Le Maroc est un pays particulier, une monarchie. Avec des règles établies, des interdits à ne pas franchir. Les journalistes sont au courant de ces limites, mais n’arrivent pas à les définir. Trop parler et mettre en danger l’intégrité du Roi et la sienne au risque de se faire réprimer, ou se taire ? Un dilemme récurrent pour les médias marocains.
Selon Karim Boukhari, les journalistes sont plus libres sous Mohammed VI que sous Hassan II : "Ce que je me permets de dire aujourd’hui va de plus en plus loin que ce que je pouvais dire hier. Avec Hassan II, on n’osait pas dire les choses. Il est donc normal qu’on était moins réprimés sous son règne. Aujourd’hui, on sent qu’on est de plus en plus embêtés. Mais en même temps, on s’exprime de plus en plus pleinement. Le degré de censure grimpe en même temps que l'usage de la liberté augmente."

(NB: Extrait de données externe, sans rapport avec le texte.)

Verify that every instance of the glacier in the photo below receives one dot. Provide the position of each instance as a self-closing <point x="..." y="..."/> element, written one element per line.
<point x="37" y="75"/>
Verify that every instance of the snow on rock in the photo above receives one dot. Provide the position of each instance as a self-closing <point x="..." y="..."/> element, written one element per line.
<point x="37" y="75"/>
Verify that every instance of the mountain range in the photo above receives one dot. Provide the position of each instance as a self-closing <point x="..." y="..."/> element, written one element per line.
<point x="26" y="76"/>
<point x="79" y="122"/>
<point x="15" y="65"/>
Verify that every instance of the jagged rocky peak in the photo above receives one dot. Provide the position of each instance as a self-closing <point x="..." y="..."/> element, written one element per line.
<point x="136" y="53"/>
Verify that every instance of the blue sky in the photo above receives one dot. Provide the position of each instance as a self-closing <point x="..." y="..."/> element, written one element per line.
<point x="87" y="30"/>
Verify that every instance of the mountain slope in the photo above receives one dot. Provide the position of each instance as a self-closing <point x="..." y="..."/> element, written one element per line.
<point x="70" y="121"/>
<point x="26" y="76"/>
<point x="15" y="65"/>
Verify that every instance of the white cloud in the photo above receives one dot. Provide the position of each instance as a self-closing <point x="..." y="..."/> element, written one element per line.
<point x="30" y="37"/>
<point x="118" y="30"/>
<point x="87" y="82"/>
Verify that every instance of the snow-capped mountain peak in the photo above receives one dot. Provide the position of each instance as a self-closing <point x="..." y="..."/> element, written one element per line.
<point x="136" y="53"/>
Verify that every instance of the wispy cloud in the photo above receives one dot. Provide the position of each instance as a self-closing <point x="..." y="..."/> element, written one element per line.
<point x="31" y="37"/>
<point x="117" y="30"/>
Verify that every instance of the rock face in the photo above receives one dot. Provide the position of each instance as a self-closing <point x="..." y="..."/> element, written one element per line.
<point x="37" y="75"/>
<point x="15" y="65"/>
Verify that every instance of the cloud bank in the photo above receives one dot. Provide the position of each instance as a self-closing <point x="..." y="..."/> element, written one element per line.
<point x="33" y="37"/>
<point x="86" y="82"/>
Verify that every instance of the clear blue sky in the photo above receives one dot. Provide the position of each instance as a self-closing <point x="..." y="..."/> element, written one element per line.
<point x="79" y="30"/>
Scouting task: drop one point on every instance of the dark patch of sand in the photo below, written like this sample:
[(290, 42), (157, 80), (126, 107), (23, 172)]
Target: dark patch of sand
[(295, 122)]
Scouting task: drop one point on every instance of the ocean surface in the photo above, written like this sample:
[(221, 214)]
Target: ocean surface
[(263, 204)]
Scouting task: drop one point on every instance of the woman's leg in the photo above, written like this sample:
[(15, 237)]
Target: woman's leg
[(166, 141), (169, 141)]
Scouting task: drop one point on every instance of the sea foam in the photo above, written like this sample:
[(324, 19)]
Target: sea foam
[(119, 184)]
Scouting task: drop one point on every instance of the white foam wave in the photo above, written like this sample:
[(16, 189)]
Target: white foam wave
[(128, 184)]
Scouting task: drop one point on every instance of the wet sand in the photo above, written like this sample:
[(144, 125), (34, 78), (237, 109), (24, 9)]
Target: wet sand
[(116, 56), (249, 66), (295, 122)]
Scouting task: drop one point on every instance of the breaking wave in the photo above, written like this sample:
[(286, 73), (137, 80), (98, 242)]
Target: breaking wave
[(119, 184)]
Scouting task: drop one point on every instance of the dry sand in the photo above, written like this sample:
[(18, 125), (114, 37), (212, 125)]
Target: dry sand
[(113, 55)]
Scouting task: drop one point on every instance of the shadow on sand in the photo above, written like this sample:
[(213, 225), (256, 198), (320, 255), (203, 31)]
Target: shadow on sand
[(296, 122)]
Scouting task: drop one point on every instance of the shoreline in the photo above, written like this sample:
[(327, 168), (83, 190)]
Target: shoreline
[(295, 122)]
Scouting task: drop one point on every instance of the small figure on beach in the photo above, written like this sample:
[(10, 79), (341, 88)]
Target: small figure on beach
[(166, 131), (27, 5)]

Le Maroc occupe aujourd’hui la 136e place sur 176 pays dans le dernier classement mondial de la liberté de la presse, tout juste publié par Reporters sans frontières, pour qui "il ne s’agit en aucun cas d’un indicateur de la qualité de la presse". Un classement qui, l’an prochain, risque de changer. Le Maroc risque de perdre quelques places suite à l’affaire Anouzla. Le journaliste est aujourd’hui libre, provisoirement, en attendant d'être jugé. La liberté d’expression, elle, ne sait toujours pas de quel côté des barreaux se placer.

Témoignage : Laurent Bailly

Journaliste français, à Arte, France Télévisions, LCP Assemblée nationale, La Tribune, Stratégies... Et rédacteur en chef de l'émission Éclairages sur la chaîne marocaine 2M. Il donne son point de vue sur le sujet.

"Vu de l'extérieur, le Maroc surveille sa presse de très près. Je laisse de côté l'information à la télévision, sous contrôle du pouvoir. Côté presse écrite, la plus surveillée est la presse arabophone. C'est la plus lue, celle qui s'adresse au peuple alphabétisé et aux classes moyennes, potentiellement la plus explosive pour le régime. La presse francophone, elle, a su conquérir une plus grande liberté de ton qui reste toutefois fragile, témoin entre autres le parcours chaotique et la fin peu glorieuse du virulent "Journal hebdomadaire" (alors dirigé par Aboubakr Jamaï, ndlr), où les censures dont Tel Quel a pu faire l'objet. 

Le Journal, Al Massae, Nichane, Actuel... et aujourd'hui Lakome : fermetures et disparitions de titres, incidents, rappels à l'ordre, prison pour plusieurs directeurs de journaux, exil pour d'autres, interdictions, harcèlement, censure font partie du paysage de la presse marocaine. 
On a pu noter au fil des années des hauts et des bas pour la liberté de la presse. Deux pas en avant, un pas en arrière, difficile de discerner la tendance de fond...
Avec à la clé un Code de la Presse moderne toujours promis, jamais advenu, et de toutes façons quatre lignes jaunes immuables à ne jamais franchir : le respect de la monarchie et de la figure du roi, le respect de la religion, la marocanité du Sahara occidental (et l'intégrité du territoire en général), et l'opposition à AQMI".